With these assumptions, the modulus of elasticity, and the column sizes provided, the distribution of stiffness is pretty straightforward. In the code below, I multiply by 1000, where appropriate, to make elements “rigid”. For all members, I use nonlinear elements with elastic sections and two-point Gauss integration.

```
inch = 1.0
kip = 1.0
sec = 1.0
g = 386.4*inch/sec**2
ft = 12*inch
lb = kip/1000
ksi = kip/inch**2
psf = lb/ft**2
E = 3000*ksi
v = 0.3
G = 0.5*E/(1+v)
q = 150*psf
L = 30*ft
H = 15*ft
import openseespy.opensees as ops
ops.wipe()
ops.model('basic','-ndm',3,'-ndf',6)
ops.node(1,0,0,0); ops.fix(1,1,1,1,1,1,1)
ops.node(2,L,0,0); ops.fix(2,1,1,1,1,1,1)
ops.node(3,0,L,0); ops.fix(3,1,1,1,1,1,1)
ops.node(4,L,L,0); ops.fix(4,1,1,1,1,1,1)
ops.node(11,0,0,H)
ops.node(12,L,0,H)
ops.node(13,0,L,H)
ops.node(14,L,L,H)
# Beam depth
d = 36*inch
# Column C1, C2
b = 24*inch
A = b*b
I = b*b**3/12
J = 2*I
ops.section('Elastic',1,E,1000*A,I,I,G,J)
ops.beamIntegration('Legendre',1,1,2)
ops.geomTransf('Linear',1,1,0,0,'-jntOffset',0,0,0,0,0,-d)
ops.element('forceBeamColumn',1,1,11,1,1)
ops.element('forceBeamColumn',2,2,12,1,1)
# Column C3, C4
b = 18*inch
A = b*b
I = b*b**3/12
J = 2*I
ops.section('Elastic',2,E,1000*A,I,I,G,J)
ops.beamIntegration('Legendre',2,2,2)
ops.element('forceBeamColumn',3,3,13,1,2)
ops.element('forceBeamColumn',4,4,14,1,2)
# Beams
b = 18*inch # assumed
A = b*d
Iz = b*d**3/12
Iy = d*b**3/12
J = Iz+Iy
ops.section('Elastic',3,1000*E,A,Iz,Iy,1000*G,J)
ops.beamIntegration('Legendre',3,3,2)
# B1,B2
ops.geomTransf('Linear',3,0,1,0)
ops.element('forceBeamColumn',5,11,12,3,3)
ops.element('forceBeamColumn',6,13,14,3,3)
# B3,B4
ops.geomTransf('Linear',4,1,0,0)
ops.element('forceBeamColumn',7,11,13,4,3)
ops.element('forceBeamColumn',8,12,14,4,3)
```

The ETABS manual states “the example is a three degree-of-freedom system”, which means we should define a rigid diaphragm for the floor. Let’s define the primary node at the geometric center of the floor.

```
ops.node(10,L/2,L/2,H)
ops.fix(10,0,0,1,1,1,0)
ops.rigidDiaphragm(3,10,11,12,13,14)
```

The resulting OpenSees model, rendered with `ops_vis`

, is shown below for reference.

The distribution of mass is not so straightforward and there’s a few ways to go off the rails with the specified floor weight.

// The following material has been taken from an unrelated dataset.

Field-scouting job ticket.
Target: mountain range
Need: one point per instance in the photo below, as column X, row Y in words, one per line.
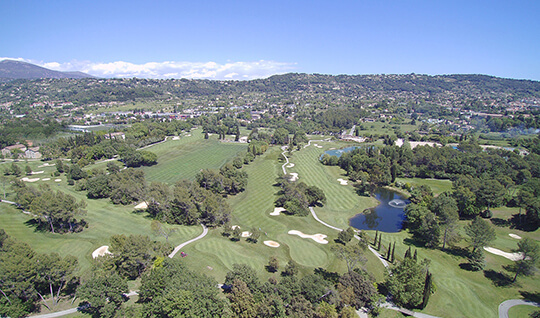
column 10, row 70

I’ll first show the “correct” distribution of mass–correct in the sense that the natural periods match the theoretical solution reported in the ETABS manual. Then I’ll show “incorrect” distributions of mass, along with a few other incorrect modeling assumptions George and I made on our way to the correct solution. It’s like reporting a crime scene investigation.

The correct approach is to assign the total floor mass to the horizontal DOFs of the primary rigid diaphragm node, along with rotational mass about the vertical DOF of this node.

```
W = q*L*L # Total floor weight
m = W/g # Total floor mass
mz = m*L**2/6 # Rotational mass about vertical
ops.mass(10,m,m,0,0,0,mz)
```

With this distribution of mass, the natural periods are summarized below.

Mode | Theoretical (sec) | ETABS (sec) | OpenSees (sec) |

1 | 0.1389 | 0.1389 | 0.1385 |

2 | 0.1254 | 0.1254 | 0.1254 |

3 | 0.070 | 0.0702 | 0.06966 |

I’m not sure why the OpenSees model is a wee bit stiffer in torsion (modes 1 and 3) compared to the ETABS results. I am sure that I will not lose any sleep over it though.

Below are the mode shapes from OpenSees. Be sure to use the `'fullGenLapack'`

option for the `eigen`

command so that you can get all three modes.

Mode 1 Mode 2 Mode 3

There is torsion in the first mode due to the different column sizes. The second mode is symmetric flexure and the third mode is torsion. You can verify that the eigenvectors from OpenSees are in direct proportion to those reported in the ETABS example.

Now let’s take a look at some incorrect modeling approaches. I encourage you to plot the mode shapes for each case to see the effect of modeling assumptions.

First, what happens if you keep the rotational mass, but assign mass to the top of each column based on tributary area?

```
#ops.mass(10,m,m,0,0,0,mz)
ops.mass(10,0,0,0,0,0,mz)
ops.mass(11,m/4,m/4,0,0,0,0)
ops.mass(12,m/4,m/4,0,0,0,0)
ops.mass(13,m/4,m/4,0,0,0,0)
ops.mass(14,m/4,m/4,0,0,0,0)
```

In this case the model becomes more flexible and you get periods 0.1701, 0.1254, and 0.1135 sec. Moving the masses away from the center of mass increases the rotational inertia of the floor.

And what happens if you remove the rotational mass, but keep the mass at the top of each column?

```
#ops.mass(10,m,m,0,0,0,mz)
#ops.mass(10,0,0,0,0,0,mz)
ops.mass(11,m/4,m/4,0,0,0,0)
ops.mass(12,m/4,m/4,0,0,0,0)
ops.mass(13,m/4,m/4,0,0,0,0)
ops.mass(14,m/4,m/4,0,0,0,0)
```

The model is still too flexible. The periods are 0.1564, 0.1254, and 0.1069 sec.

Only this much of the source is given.